AAA finds hands-free devices create mental distractions
CHARLOTTE — Potentially unsafe mental distractions can persist for as long as 27 seconds after dialing, changing music or sending a text using voice commands, according to surprising new research by the AAA Foundation for Traffic Safety.
The results raise new and unexpected concerns regarding the use of phones and vehicle information systems while driving. This research represents the third phase of the foundation’s investigation into cognitive distraction, which shows that new hands-free technologies can mentally distract drivers even if their eyes are on the road and their hands are on the wheel.
“The lingering effects of mental distractions can be very dangerous,” said Dave E. Parsons, president and CEO of AAA Carolinas. “The findings of this research show that motorists have the potential of running through stop signs, hitting other vehicles and pedestrians because their minds aren’t completely focused on the task of driving.”
Researchers found that potentially unsafe levels of mental distraction can last for as long as 27 seconds after completing a distracting task in the worst-performing systems studied.
At the 25 mph speed limit in the study, drivers traveled the length of nearly three football fields during this time. When using the least distracting systems, drivers remained impaired for more than 15 seconds after completing a task.
“While drivers believe they are being safe while using their voice-activated systems during slow traffic or when the car is stopped at an intersection, the reality is that they can still be distracted even after the light turns green,” said Parsons.
The researchers discovered the residual effects of mental distraction while comparing new hands-free technologies in 10 2015 vehicles and three types of smart phones. The analysis found that all systems studied increased mental distraction to potentially unsafe levels. The systems that performed best generally had fewer errors, required less time on task and were relatively easy to use.

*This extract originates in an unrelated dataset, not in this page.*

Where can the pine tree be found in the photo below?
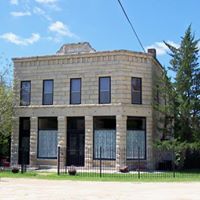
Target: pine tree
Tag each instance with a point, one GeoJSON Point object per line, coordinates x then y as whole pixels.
{"type": "Point", "coordinates": [184, 64]}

The researchers rated mental distraction on a five-point scale. Category one represents a mild level of distraction and category five represents the maximum. AAA considers a mental distraction rating of two and higher to be potentially dangerous while driving.
The best performing system was the Chevy Equinox with a cognitive distraction rating of 2.4, while the worst performing system was the Mazda 6 with a cognitive distraction rating of 4.6.
Among phone systems, Google Now performed best with a distraction rating of 3.0, while Apple Siri and Microsoft Cortana earned ratings of 3.4 and 3.8.
Using the phones to send texts significantly increased the level of mental distraction. While sending voice-activated texts, Google Now rated as a category 3.3 distraction, while Apple Siri and Microsoft Cortana rated as category 3.7 and category 4.1 distractions.
“Voice-activated systems can pose a safety issue for drivers,” continued Parsons. “Our research proves that hands-free is not distraction-free.”
Previous AAA Foundation research established that a category 1 mental distraction is about the same as listening to the radio or an audio book. A category 2 distraction is about the same as talking on the phone, while category 3 is equivalent to sending voice-activated texts on a perfect, error-free system. Category 4 is similar to updating social media while driving, while category 5 corresponds to a highly-challenging, scientific test designed to overload a driver’s attention.
Dr. David Strayer and Dr. Joel Cooper of the University of Utah conducted the research. A total of 257 drivers ages 21-70 participated in the study of 2015 model-year vehicles, while 65 additional drivers ages 21-68 tested the three phone systems.